Namun dari kenyataan yang ada, Festival Krakatau yang telah berumur 20 tahun sama sekali tidak menunjukkan peningkatan promosi yang profesional sebagaimana tujuan di atas.
Kebingungan ini memang dimaklumi. Sebab, kepanitiaan tidak memiliki standar pijakan tentang apa yang akan dijual dari pemilihan ikon Krakatau tersebut. Sehingga yang terjadi dari dulu sampai sekarang adalah ajang perlombaan ini dan itu yang diisi sedikit dengan budaya tradisi serta tur ke Gunung Krakatau. Kemudian selesai sudah gebyar Festival Krakatau.
Selanjutnya, kita menunggu kembali even itu tahun depan. Sedangkan kata kunci dari minat seseorang untuk hadir ke Lampung karena keunikan dan kepentingan.

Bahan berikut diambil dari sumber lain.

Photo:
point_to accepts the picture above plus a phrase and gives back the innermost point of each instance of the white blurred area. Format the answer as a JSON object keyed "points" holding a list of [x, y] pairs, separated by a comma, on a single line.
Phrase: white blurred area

Dari sudut teknis penyelenggaraan dan penyajian perlombaan sesungguhnya saya sebagai asli suku Lampung sangat miris. Seolah-olah Fesitival Krakatau merupakan ajang unjuk gigi para seniman yang tidak sehat dan kadang-kadang melupakan kaedah-kaedah serta norma-norma. Lalu, sama sekali melupakan substansi dari Festival Krakatau yang mengandung nilai-nilai promosi dan seharusnya menyajikan apa yang memberi kekhasan Lampung.
Dengan kata lain, penyajian perlombaan ini merupakan salah satu penggembira untuk para wisatawan, bukan substansi Festival Krakatau itu sendiri. Sayangnya, jangankan wisatawan, masyarakat Lampung sendiri tidak ada yang hadir kecuali panitia dan peserta lomba serta para seniman yang terlibat dalam peristiwa tersebut.
Demikian pula profesionalisme panitia yang harus dikritisi. Sebagai contoh, kebetulan saya hadir pada perlombaan tari kreasi. Di tengah-tengah pegelaran berlangsung, tiba-tiba lampu padam. Sedangkan, lampu belakang ruangan menyala. Namun, tidak ada usaha dari panitia untuk menyalakan lampu tersebut. Banyak alasan disampaikan panitia.
Pertanyaannya, sebelum perlombaan dilaksanakan telah terjadi hal yang sama pada waktu geladiresik. Namun, apakah hal itu tidak diantisipasi baik terhadap kerusakannya maupun alternatif lain seandainya terjadi hal yang di luar kekuasaan manusia. Misalnya mempersiapkan penerangan manual?
Kedua, beberapa panitia mengatakan masalah itu adalah human error karena teknisinya bukan yang biasa menangani. Padahal, justru inilah yang sangat naïf yaitu mengambinghitamkan orang lain, mengapa kita menyerahkan kepada orang yang bukan ahlinya?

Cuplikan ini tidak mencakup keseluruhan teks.